"In SaaS, the biggest threat is rarely technical," Gregory Shein told us.
Gregory Shein, Nomadic Soft, and a client decision
Gregory Shein, founder and CEO of software development firm Nomadic Soft, described a client choice that collapsed convenience into catastrophe. The client deliberately used the same administrative password across staging and production environments and—despite spending more than $30,000 on security tools—pinned that password in a shared Slack channel "so that everyone who needed it would find it easily." The password in use was the plain-text string "admin123."
How a common password and a pinned Slack message created a single point of failure
The password "admin123" is not obscure. NordPass, the password-management vendor that maintains a list of the 200 most common passwords, ranks "admin123" as the 10th most popular password in the world; "admin" occupies the second spot while "123456" is the top entry. The column notes that even if the pinned password had been a long, cryptic token such as "Vu+}}?8wV?5TPy2cLBqc=" sharing it in a public channel would still have been a mistake.
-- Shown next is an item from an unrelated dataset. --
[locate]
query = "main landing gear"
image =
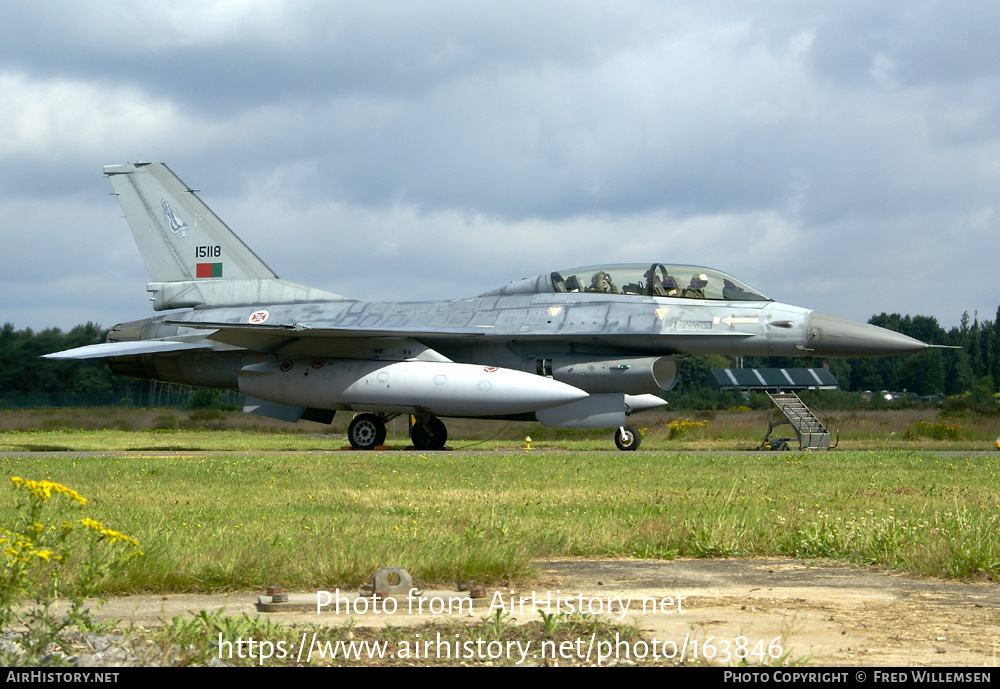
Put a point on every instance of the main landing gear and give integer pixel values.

A former contractor's "testing" session ended in a full data wipe
Months after the password was circulated, a former contractor used the shared credentials to log in for what was described as "testing." That login did not produce benchmarks or quality assurance; instead it triggered a full data wipe. The result was significant data loss for the client whose administrative access had been effectively communal. The PWNED column frames the episode as an example of human shortcuts breaking tools that were otherwise intended to protect systems.
Response at Nomadic Soft: forced rotation and role-based access
In response, Nomadic Soft implemented forced credential rotation combined with role-based access control (RBAC). According to Shein, that change reduced unauthorized access attempts by 60 percent in a period of three months. The column also relays Shein’s broader assessment: "Most teams chase advanced security while ignoring the obvious gaps right in front of them."
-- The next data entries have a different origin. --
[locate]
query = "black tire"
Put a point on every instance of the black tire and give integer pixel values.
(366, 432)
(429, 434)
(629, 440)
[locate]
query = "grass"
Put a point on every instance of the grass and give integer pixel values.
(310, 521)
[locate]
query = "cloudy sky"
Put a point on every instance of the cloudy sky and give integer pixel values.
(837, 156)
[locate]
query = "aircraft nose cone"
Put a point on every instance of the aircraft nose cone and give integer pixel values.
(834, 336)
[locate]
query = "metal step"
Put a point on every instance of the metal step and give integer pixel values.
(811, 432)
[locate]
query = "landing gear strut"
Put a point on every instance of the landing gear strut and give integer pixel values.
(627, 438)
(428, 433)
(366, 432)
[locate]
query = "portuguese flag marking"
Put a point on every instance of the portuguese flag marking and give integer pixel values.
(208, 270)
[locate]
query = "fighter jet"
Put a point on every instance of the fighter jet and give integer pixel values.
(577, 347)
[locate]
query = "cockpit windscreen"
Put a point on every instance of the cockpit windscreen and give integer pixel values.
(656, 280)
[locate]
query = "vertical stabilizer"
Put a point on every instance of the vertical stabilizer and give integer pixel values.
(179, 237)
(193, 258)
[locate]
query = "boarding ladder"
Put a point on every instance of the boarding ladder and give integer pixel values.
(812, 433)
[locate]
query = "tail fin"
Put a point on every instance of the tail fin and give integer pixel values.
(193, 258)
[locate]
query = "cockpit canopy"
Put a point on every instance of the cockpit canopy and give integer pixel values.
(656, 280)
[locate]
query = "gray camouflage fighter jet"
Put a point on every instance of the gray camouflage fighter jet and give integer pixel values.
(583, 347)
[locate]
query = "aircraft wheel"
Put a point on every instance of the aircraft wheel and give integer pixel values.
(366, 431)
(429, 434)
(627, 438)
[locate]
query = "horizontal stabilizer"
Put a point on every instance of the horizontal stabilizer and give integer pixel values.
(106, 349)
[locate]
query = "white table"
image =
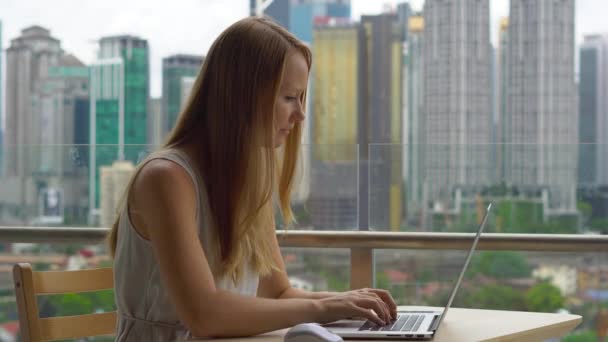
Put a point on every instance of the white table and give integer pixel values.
(476, 325)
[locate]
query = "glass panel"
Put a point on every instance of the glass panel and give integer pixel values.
(534, 188)
(317, 269)
(574, 283)
(326, 197)
(55, 257)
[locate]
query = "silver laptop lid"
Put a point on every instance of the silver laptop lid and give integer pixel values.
(464, 268)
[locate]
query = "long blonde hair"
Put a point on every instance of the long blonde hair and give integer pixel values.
(230, 118)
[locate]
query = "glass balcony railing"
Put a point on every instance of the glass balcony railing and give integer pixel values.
(398, 217)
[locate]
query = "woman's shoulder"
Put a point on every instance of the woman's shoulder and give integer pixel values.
(162, 177)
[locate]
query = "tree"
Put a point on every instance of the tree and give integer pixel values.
(494, 297)
(581, 336)
(544, 297)
(500, 265)
(599, 224)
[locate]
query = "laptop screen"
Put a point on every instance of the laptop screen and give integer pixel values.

The PWNED columnist added procedural recommendations, suggesting that organizations implement multi-factor authentication and replace passwords with passkeys where systems support them.
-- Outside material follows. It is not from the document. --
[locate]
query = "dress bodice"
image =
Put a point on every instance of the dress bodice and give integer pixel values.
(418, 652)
What this means for technologists, procurement leaders, and end users
- Technologists and security teams: The episode underscores that access hygiene—unique credentials per environment, least-privilege role assignments, and deprovisioning of former contractors—is a low-tech but high-impact control. Forced credential rotation plus RBAC produced a measurable 60 percent drop in unauthorized access attempts at Nomadic Soft's client, according to Shein.
- Procurement and budget owners: Spending on security tools does not automatically translate into protection. The client had spent more than $30,000 on security tooling yet lost data after a simple password-sharing practice. Procurement leaders will want to ensure purchases are accompanied by controls and operating practices that address human behavior.
- End users and administrators: Convenience-driven practices—reusing an admin password across environments and pinning it in a widely accessible chat channel—amplify risk. The column’s advice to adopt multi-factor authentication and passkeys is presented as a practical complement to access controls and rotation.
The ledger on this case is straightforward: a well-worn password, broadcast where anyone could find it, allowed a former contractor to trigger a complete data wipe despite a substantial investment in security tools. The corrective steps taken—forced rotation and RBAC—cut unauthorized access attempts by a reported 60 percent in three months. The practical question that remains for organizations is not whether they can buy better tools, but whether they will fix the simplest, most exposed failures first.